Vakt-i Osmani’de Mithat Tayımtıravol adında hem fenni hem uhrevi ilimlerde zamanının zirvesini görmüş bir alim var idi. Bu alimin en büyük icatlarından birisi de şimdi akı kapasitörü diye bildiğimiz, edavat-ı vakit bükümü diye adlandırdığı alettir.

Bu aletle Mithat efendi, kompleks parametik impulslarla güçlendirilen gosdalinyum [anlamasanız da kafa sallayın ilimsel hakikatlerden bahsediyoruz burada.] ile zamanda cevelan ve seyeran etmeyi mümkün kılmıştı.

İstediği zamana atlaması için muayen bir sürate ulaşması gerektiği için Mithat bey, bu sürate, bir at arabası marifetiyle ulaşıyordu. Akı kapasitörü de epey cesametli bir alet olduğu için onu da bir at arabası dingili olarak dizayn etti.
 
Rivayet odur ki, Mithat Tayımtravol istediği zamana gitmek için at arabasını Barbaros yokuşundan aşağı salar, tam Beşiktaş iskelesinden atları ve arabası ile denize uçacakken birden muayen sürate ulaşınca akı kapasitörü aşka gelir, at arabası havada yanan teker izleri bırakarak kaybolur ve Mithat Taymtıravol meçhul zamana cevelan edermiş.

Mithat Taymtravol’ın nereleri, hangi zamanları ziyaret ettiği konusunda elimizde bir malumat yok. Lâkin, yaşlığında asr-ı saadete gidip Bedir Harbinde şehit olduğu konusunda kuvvetli bir tevatür de mevcuttur.
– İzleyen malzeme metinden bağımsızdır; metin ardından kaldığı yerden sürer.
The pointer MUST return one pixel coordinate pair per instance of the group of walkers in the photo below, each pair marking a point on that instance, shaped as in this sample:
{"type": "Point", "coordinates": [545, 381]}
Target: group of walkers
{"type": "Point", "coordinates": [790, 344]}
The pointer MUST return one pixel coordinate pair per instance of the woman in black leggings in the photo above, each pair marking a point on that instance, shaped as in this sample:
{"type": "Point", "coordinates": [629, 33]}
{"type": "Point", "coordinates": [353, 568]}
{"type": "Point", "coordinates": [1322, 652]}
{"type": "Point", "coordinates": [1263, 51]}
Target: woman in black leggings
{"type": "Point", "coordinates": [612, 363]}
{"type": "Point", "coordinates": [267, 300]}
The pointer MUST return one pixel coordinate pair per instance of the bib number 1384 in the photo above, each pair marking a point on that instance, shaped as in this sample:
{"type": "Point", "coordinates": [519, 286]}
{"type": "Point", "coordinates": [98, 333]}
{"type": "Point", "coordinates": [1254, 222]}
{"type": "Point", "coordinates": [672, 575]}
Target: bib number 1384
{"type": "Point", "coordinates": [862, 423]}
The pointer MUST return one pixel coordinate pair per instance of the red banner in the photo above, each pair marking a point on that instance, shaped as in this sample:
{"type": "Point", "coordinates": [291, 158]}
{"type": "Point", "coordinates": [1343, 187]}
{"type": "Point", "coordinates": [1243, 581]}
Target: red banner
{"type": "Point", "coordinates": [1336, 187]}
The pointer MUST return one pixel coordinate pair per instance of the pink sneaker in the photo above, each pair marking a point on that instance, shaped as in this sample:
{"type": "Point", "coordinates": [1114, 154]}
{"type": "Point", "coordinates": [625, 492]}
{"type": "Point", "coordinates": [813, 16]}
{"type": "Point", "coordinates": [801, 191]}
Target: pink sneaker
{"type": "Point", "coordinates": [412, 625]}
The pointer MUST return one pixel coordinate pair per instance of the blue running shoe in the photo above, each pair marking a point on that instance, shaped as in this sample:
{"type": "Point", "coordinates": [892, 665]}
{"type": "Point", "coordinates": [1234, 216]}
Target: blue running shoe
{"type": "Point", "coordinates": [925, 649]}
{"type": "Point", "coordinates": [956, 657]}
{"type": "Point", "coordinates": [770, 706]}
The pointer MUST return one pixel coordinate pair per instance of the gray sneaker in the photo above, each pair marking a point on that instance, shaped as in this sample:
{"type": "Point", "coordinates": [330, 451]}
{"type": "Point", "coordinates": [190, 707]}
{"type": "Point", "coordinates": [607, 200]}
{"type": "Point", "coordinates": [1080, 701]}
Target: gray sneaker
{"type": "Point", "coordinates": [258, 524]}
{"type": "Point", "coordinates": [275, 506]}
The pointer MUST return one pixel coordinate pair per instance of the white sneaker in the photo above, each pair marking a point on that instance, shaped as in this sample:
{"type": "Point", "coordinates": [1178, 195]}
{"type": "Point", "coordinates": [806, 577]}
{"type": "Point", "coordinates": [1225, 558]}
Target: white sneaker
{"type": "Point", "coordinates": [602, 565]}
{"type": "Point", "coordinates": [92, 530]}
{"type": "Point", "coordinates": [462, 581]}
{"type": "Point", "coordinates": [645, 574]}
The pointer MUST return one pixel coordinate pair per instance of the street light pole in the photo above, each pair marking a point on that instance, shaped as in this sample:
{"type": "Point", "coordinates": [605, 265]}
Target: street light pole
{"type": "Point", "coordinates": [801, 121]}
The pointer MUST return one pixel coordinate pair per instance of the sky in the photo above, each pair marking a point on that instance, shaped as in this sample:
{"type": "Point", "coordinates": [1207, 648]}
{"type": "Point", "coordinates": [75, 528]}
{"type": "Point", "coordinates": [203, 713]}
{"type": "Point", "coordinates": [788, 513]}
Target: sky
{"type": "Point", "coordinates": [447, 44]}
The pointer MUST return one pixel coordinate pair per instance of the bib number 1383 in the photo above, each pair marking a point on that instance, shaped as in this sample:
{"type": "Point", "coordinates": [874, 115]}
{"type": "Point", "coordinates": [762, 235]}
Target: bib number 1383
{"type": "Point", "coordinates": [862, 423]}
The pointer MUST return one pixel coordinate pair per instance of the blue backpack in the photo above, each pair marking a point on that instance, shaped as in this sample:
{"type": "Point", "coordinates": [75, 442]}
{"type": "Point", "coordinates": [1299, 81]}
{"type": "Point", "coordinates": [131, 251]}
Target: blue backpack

Gelgelelim Amerikalıların bu icadımızı nasıl ele geçirip kendilerinmiş gibi pazarladıklarına. Mithat Tayımtravol, en son yolculuğunu yapmadan önce bir akı kapasitörü daha yapıyormuş. Lakin, yaptığı en son yolculuktan geri dönmeyince, eşyaları bir süre boşta kalmış. Sonrasında atölyesi ve eşyaları dersaadet ambarlarına kaldırılmış. Milli mücadele döneminde ise tüm ambardaki edevat kilo hesabı ile Amerikalı bir tüccara satılmış. Kapasitör bir dönem daha atıl bekledikten sonra bu Amerikalı tüccarın torunu Dr. Emmett L. Brown tarafından asıl işlevi anlaşılınca
Dr. Emmett L. Brown denilen bu zat,  o zamanın teknolojisiyle akı kapasitörünün çok daha ufak bir versiyonunu yapmış.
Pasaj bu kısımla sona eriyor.